Animal
Behaviour
Many readers
have expressed concern about horrific animal scenes they've witnessed
on TV screens recently.
These included male lions killing and eating the cubs of other males
and chimpanzees banding together to hunt and eat monkeys.
Most of the disturbing chimp scenes on TV were first observed by Dr
Jane Goodall and her team in West Africa.
This may all seem far away and remote somewhere in Africa.
Yet anyone with experience of pet animals knows it can quickly happen
on our own doorsteps.
Golden hamsters fight furiously if they are introduced when the female
is not ready for mating.
Mother rabbits encountering another rabbit's babies will savage them
mercilessly if not stopped.
Any budgie or lovebird breeder who has kept his birds on the colony
system, sooner or later encounters a female who enters another's nest
box and slaughters or scalps her chicks.
Bloody fights and pecked feet are a fact of life when these birds
are kept in large groups.
Some mother cats will not tolerate another cat in their house, not
even when it is one of their own kittens just past the age of 12 weeks.

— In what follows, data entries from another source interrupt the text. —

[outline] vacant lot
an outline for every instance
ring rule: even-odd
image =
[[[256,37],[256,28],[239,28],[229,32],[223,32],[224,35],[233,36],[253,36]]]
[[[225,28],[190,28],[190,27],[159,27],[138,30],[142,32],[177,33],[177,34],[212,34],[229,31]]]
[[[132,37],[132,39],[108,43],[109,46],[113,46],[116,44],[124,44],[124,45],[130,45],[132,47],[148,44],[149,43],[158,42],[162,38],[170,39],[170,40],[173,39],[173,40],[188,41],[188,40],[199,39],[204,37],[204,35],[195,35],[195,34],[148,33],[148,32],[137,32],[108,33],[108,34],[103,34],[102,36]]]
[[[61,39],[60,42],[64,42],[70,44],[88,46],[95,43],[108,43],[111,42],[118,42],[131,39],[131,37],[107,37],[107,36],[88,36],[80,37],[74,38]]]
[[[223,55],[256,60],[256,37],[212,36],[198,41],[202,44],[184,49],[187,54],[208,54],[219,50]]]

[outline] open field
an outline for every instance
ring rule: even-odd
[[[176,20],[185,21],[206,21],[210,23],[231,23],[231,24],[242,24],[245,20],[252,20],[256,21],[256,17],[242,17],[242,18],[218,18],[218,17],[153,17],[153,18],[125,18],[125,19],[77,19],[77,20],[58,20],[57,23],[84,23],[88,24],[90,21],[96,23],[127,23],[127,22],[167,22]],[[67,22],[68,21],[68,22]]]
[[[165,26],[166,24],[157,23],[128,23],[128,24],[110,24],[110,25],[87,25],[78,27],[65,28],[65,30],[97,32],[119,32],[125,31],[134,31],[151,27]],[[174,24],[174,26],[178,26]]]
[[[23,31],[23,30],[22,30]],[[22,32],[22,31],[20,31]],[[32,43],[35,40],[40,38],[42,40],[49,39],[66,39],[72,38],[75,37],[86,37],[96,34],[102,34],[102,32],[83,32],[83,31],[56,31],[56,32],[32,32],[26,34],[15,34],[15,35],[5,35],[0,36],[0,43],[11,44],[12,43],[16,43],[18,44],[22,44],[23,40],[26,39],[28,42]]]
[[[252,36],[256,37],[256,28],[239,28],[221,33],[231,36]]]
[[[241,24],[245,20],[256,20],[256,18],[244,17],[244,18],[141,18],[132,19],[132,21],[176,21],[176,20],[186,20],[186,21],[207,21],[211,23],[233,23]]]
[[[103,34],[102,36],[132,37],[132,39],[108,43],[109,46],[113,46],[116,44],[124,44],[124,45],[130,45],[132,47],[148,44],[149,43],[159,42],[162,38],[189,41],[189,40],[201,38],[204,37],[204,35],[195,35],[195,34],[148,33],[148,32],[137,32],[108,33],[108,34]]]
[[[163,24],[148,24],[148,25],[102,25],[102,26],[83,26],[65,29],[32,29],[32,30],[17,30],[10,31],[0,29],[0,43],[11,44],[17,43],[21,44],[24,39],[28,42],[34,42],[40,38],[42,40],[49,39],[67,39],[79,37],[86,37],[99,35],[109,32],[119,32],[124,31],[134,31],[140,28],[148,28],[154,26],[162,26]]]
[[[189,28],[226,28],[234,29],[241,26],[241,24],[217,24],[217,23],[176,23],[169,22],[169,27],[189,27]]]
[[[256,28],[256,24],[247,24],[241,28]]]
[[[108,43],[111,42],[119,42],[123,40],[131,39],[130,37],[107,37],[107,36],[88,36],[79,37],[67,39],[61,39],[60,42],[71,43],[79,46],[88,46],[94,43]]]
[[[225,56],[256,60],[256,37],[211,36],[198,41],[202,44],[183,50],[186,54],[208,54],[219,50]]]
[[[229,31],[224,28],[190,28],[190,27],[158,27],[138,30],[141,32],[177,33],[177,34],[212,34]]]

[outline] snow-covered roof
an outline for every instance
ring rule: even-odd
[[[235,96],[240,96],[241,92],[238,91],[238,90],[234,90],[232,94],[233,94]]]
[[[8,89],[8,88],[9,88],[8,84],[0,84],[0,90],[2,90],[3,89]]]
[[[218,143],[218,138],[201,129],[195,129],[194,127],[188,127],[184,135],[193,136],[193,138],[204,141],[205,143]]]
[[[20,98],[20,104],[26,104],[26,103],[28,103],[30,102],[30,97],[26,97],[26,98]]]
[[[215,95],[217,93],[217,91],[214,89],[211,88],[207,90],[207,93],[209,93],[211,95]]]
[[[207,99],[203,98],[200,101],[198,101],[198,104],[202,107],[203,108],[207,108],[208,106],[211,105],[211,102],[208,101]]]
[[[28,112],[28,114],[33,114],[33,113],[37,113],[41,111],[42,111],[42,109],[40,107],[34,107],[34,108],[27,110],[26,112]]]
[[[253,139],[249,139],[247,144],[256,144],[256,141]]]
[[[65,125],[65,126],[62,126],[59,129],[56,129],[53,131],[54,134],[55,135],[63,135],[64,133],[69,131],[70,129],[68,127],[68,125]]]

People should realise that this is just nature at work. Survival of
the fittest is the motto in the wild.
Roused Hibernating Animals
As
the house warms up during winter, you may find one or two other
creatures appearing.
Queen wasps, which are 50% bigger than normal worker wasps, hibernate
in the folds of curtains, or a crack in the wardrobe.
The other creature is the orangy, small tortoiseshell butterfly,
which also hibernates in coolish places and wakes up if it becomes
too warm.
Don't allow it to flutter for too long, but place it in a cool,
mouse-free place, where they can carry on sleeping until spring.